#NaNoWriMo 2022, Week 1 Goal: 8,640 words so far. https://nanowrimo.org/participants/dunebat/projects/the-edge-of-chaos
True story:
Thirteen years ago, around Halloween, my mother passed away. Almost a year to the day, my grandmother followed suit.
That following year, 2010, was pockmarked with tragedies. Lost my car in a wreck (one of several). Lost the place I was living in to a fire. Lost my wife in a divorce. The year 2010 just wasn't kind to me, and I desperately needed some kind of mental relief.
One night at the end of Summer, I had a dream. I was a child again, and I was at my mother's house. My mother sat in an old recliner, held me, and sang just like she used to. She comforted me and told me that everything would be alright. The feeling of peace and tranquility was palpable.
Then she looked down at me with a malicious grin that radiated evil and said, "You know I'm not really your mother, right?"
BAM! Instantly awake. Feeling of tranquility: completely gone.
I've had similar dreams off and on since 2010. I no longer believe they're just dreams anymore.
Last night, I dreamed of my grandmother. Similar situation: relatively peaceful dream. (Grandmother's house was always peaceful. Even guests and friends always said they felt like napping as soon as they got there, like their cares and worries melted away as soon as they entered the living room.) Grandmother was there, her typically patient, quiet, matronly self, radiating that quiet strength we all knew so well. In the dream, I was still living with my grandmother, and everything was fine. The peace in the house was almost suffocating. Yeah, I knew this trap by now, and I wasn't falling in.
I went up and hugged her, then said, "I miss you." (It was a test, see. Who says that to someone they live with and see on a regular basis?)
"Yeah, I miss her, too," said the thing pretending to be my grandmother, a laughing trace of smug satisfaction in its voice, all peace and tranquility replaced with an aura of malevolence and mischief. "I've enjoyed pretending to be her, bringing you comfort. She was one of a kind. So was your mother."
If words could only describe how hideous the thing became when I called it the demon I knew it to be.
Then I finally woke up.
I'm really sick of these "nightmares".
Yesterday, something new birthed within me.
I’ve struggled with this birth for decades now. I don’t know when this labor first began. I’ve felt the birth pains for so long now, and they nearly crippled me. Surely, I could be forgiven for believing that my spirit was dying inside for several years.
Maybe I did die… Maybe I’m still dying. Something needs to die to make room for what’s being born, and for longer than I can recall I’ve felt something dying deep within my soul, clawing and scratching against the turbulent walls of my psyche as it rasped its final, agonized, howling gasps before a different cry inside me sounded out amidst the dull din within.
Perhaps I should start again…
My name is Dunebat. I am the sole member of the Desmodus desertus species, and I have suffered, endured, anguished over, bitched about, screamed, and cried through severe depression for well over twenty years now.
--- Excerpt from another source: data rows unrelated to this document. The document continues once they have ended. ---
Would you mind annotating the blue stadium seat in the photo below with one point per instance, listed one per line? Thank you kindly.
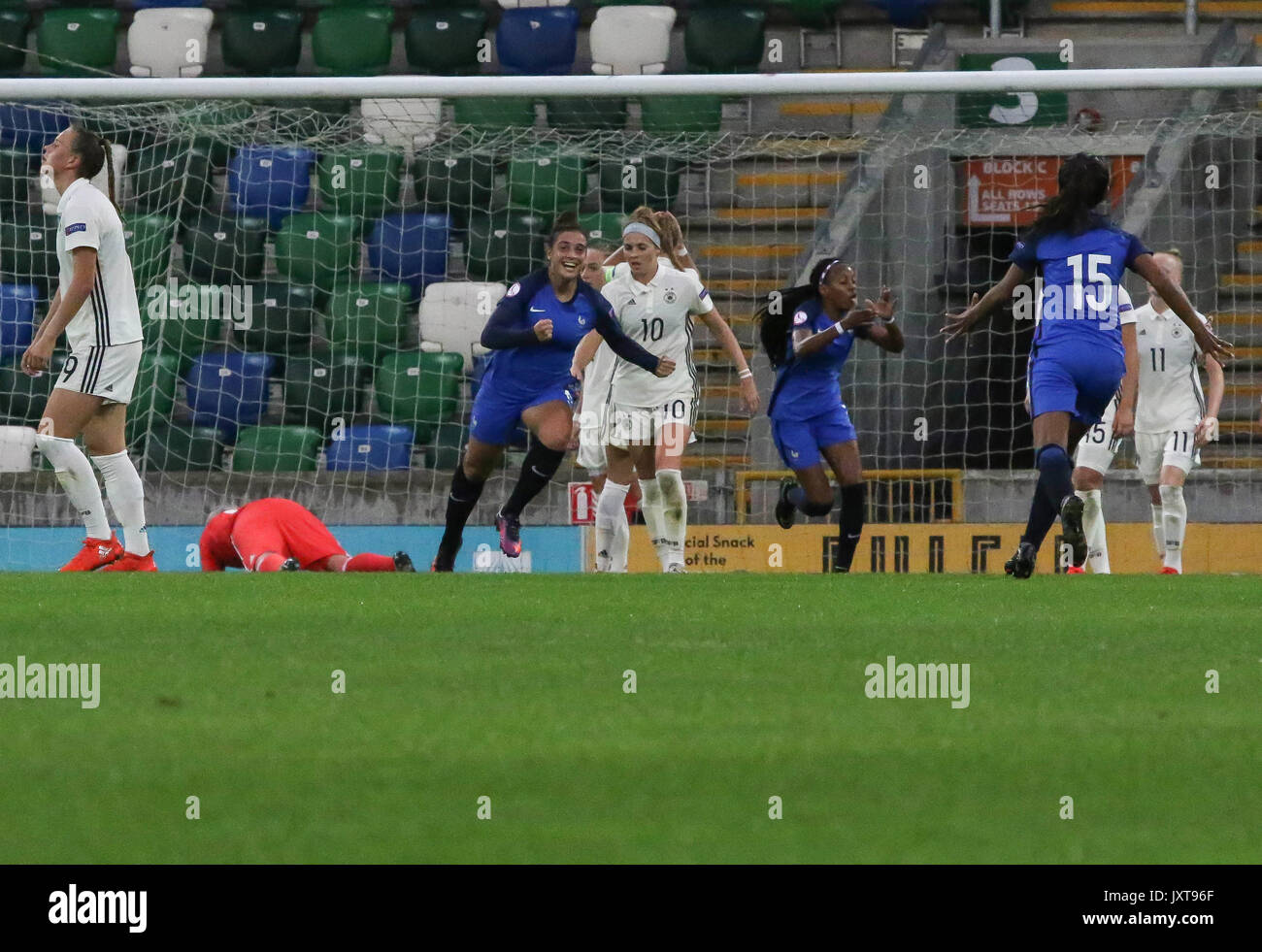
(411, 248)
(270, 181)
(538, 41)
(228, 390)
(374, 446)
(17, 319)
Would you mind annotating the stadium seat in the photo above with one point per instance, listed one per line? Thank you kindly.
(150, 240)
(320, 388)
(417, 388)
(169, 41)
(538, 41)
(228, 390)
(28, 252)
(352, 41)
(316, 248)
(263, 42)
(669, 115)
(411, 248)
(270, 181)
(16, 171)
(547, 181)
(724, 41)
(370, 447)
(631, 39)
(225, 249)
(77, 42)
(454, 184)
(639, 181)
(173, 178)
(176, 447)
(367, 319)
(277, 449)
(495, 114)
(402, 123)
(453, 312)
(446, 42)
(17, 449)
(152, 397)
(17, 319)
(587, 115)
(361, 183)
(282, 318)
(14, 26)
(504, 246)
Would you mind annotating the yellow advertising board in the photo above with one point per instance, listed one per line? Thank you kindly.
(947, 547)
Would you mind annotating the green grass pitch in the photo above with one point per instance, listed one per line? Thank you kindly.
(747, 687)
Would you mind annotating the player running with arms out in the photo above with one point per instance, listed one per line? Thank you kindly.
(279, 535)
(533, 333)
(1080, 350)
(96, 307)
(651, 417)
(808, 340)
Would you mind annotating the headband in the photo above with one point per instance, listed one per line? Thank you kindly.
(636, 228)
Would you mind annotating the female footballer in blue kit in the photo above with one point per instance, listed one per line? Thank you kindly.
(808, 341)
(1080, 352)
(533, 333)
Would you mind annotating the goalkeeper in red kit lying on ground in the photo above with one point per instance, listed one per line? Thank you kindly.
(279, 535)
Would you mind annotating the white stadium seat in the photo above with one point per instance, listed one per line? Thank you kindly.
(402, 123)
(50, 196)
(453, 312)
(169, 41)
(17, 445)
(631, 39)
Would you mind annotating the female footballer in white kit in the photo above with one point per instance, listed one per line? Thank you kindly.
(650, 421)
(96, 307)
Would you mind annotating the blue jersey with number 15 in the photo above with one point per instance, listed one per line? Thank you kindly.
(1080, 277)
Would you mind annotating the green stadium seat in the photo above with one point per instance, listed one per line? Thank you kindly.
(589, 115)
(419, 390)
(446, 41)
(178, 447)
(360, 183)
(636, 181)
(14, 25)
(154, 395)
(277, 449)
(171, 178)
(322, 387)
(455, 184)
(352, 41)
(504, 246)
(495, 113)
(282, 318)
(80, 41)
(367, 319)
(318, 248)
(150, 240)
(724, 39)
(670, 115)
(261, 42)
(547, 181)
(225, 249)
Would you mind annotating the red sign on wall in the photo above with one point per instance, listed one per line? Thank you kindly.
(1004, 190)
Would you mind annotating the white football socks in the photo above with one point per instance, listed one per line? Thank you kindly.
(77, 478)
(127, 498)
(674, 513)
(1093, 526)
(651, 507)
(1174, 519)
(1159, 532)
(613, 534)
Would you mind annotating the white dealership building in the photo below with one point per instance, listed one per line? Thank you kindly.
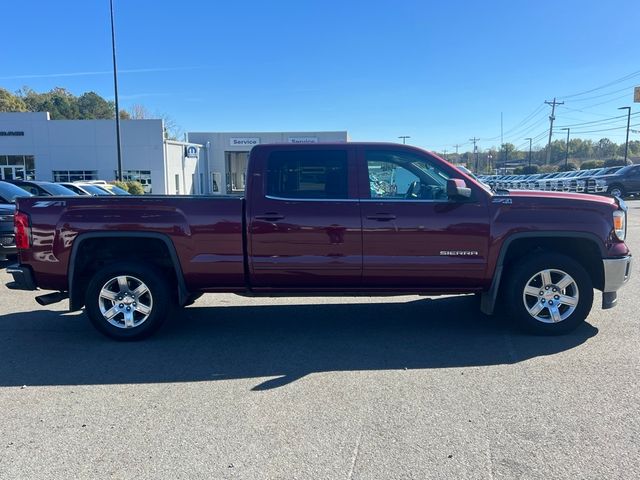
(33, 146)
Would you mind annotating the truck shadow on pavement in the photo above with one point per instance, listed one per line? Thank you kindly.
(284, 343)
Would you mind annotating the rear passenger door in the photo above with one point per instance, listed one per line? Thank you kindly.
(304, 219)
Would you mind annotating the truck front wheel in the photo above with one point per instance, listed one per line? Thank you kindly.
(127, 301)
(549, 294)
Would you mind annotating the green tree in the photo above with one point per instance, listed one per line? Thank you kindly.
(10, 102)
(120, 184)
(614, 162)
(59, 102)
(135, 188)
(93, 106)
(605, 148)
(589, 164)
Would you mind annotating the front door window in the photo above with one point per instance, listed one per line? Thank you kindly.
(402, 176)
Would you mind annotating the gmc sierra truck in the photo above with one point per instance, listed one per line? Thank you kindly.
(327, 219)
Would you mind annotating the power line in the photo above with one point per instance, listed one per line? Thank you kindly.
(614, 82)
(627, 88)
(604, 120)
(552, 117)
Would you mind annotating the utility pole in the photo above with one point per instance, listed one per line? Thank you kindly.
(566, 154)
(115, 88)
(552, 117)
(626, 143)
(530, 140)
(475, 150)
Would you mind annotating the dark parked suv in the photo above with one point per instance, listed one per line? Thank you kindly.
(7, 237)
(625, 181)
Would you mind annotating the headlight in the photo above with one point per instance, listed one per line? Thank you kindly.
(620, 224)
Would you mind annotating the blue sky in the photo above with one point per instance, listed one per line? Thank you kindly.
(440, 72)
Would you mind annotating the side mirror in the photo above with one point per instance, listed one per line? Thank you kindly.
(456, 187)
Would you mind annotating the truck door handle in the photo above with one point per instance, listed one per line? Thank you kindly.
(382, 217)
(270, 216)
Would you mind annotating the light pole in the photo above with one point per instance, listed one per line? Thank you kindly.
(566, 156)
(530, 140)
(626, 143)
(115, 88)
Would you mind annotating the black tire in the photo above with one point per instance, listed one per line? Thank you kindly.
(148, 310)
(615, 188)
(555, 316)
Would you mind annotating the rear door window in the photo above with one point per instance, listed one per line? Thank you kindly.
(319, 174)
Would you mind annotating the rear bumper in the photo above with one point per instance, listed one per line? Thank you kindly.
(7, 244)
(617, 272)
(22, 278)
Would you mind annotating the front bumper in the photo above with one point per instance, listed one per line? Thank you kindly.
(617, 272)
(22, 278)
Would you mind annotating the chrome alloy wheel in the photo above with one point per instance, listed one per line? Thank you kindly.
(551, 296)
(125, 302)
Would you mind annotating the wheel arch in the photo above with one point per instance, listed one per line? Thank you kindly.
(78, 265)
(584, 247)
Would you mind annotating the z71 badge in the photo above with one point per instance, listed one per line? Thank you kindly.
(458, 253)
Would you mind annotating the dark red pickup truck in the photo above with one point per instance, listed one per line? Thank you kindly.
(327, 219)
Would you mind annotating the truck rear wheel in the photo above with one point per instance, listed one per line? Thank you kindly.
(127, 300)
(549, 294)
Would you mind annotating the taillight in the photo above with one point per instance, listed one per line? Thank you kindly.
(22, 230)
(620, 224)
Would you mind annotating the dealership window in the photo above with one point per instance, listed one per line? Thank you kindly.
(236, 170)
(13, 167)
(74, 175)
(305, 174)
(215, 182)
(142, 176)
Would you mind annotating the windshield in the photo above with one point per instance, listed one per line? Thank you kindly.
(58, 190)
(116, 190)
(95, 190)
(9, 192)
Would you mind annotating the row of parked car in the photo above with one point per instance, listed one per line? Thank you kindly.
(582, 181)
(618, 181)
(12, 189)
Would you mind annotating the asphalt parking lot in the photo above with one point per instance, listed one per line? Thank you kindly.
(336, 388)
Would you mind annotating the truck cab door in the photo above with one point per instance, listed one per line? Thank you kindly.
(304, 222)
(414, 235)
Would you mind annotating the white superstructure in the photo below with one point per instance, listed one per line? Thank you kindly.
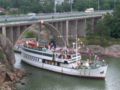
(63, 60)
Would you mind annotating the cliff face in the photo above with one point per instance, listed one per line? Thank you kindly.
(6, 48)
(8, 74)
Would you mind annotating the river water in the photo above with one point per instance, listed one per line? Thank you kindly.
(40, 79)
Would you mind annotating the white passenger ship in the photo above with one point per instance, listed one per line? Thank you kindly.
(63, 60)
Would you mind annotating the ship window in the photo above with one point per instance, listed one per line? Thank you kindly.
(65, 62)
(43, 61)
(58, 63)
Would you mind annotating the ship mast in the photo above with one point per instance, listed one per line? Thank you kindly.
(76, 40)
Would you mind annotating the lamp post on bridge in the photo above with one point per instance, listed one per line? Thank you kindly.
(98, 2)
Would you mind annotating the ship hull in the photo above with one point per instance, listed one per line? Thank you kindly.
(35, 60)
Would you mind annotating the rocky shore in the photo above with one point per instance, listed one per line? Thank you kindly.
(8, 79)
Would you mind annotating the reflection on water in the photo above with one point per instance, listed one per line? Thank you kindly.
(45, 80)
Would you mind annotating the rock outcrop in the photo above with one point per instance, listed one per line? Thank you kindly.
(8, 74)
(7, 48)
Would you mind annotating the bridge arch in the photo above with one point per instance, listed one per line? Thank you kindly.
(44, 28)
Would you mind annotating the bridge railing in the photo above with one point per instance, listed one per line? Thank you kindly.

I’ve had very little treatment through this ordeal — I either couldn’t afford it, couldn’t reach it easily, or I’d given up on it after treatment didn’t yield the results I’d sought — and it steadily grew worse as the years slouched past. Indeed, by 2020 the depression had deepened and settled into a fathomless, anhedonic oubliette nestled somewhere betwixt the top of my head and the seat of my heart. I’d given up believing it would ever lighten or go away by then. I experienced moments of respite on occasion, but the overall experience gave the emotional effect of traversing a gradient from gray to darkest black, as I slowly lost interest in one blessed and cherished thing after another.
Yet, my spirit never died completely. I’d flake on assignments, lose jobs and friends, end a marriage, endure homelessness, but something inside me kept kicking at my mental womb. I’d scribble a sketch, or I’d take notes for a story or an essay, but nothing moved beyond that. I’d go back to work or putter about the house and bemoan what was slipping away inside me, never really noticing what was growing deep within. When I experienced actual homelessness last year, I believed that whatever was dying inside my heart had been mortally wounded. Even as I wrestled with cold and showered at truck stops, my drive to survive the ordeal was the strongest it has. Through all that angst and pain, I believed the fire within me was fading when it had only frozen in icy dormancy.
Yesterday (Sunday, 09 February 2020), however, the bitter, snarling remnant of the person I once was officially perished, and something new screamed into this world afterward. Something, someone, different woke up inside me. I don’t know much about this new entity nesting within the freshly opened wound where my heart once resided. What parent truly knows their infant so soon after their eyelids first flutter open?
I’m still getting to know whoever — whatever — it is that has taken its first halting steps as it crawled out of the crib formed from the carcass of my former self. I have no idea who or what I will become over the next few months, or how I will change as an individual… Meeting this new me will be the adventure of a (new) lifetime.
I would be honored to have you on this journey with me, fellow travelers.
“Just as a pregnant woman writhes and cries out in pain as she gives birth, so were we in your presence, LORD.”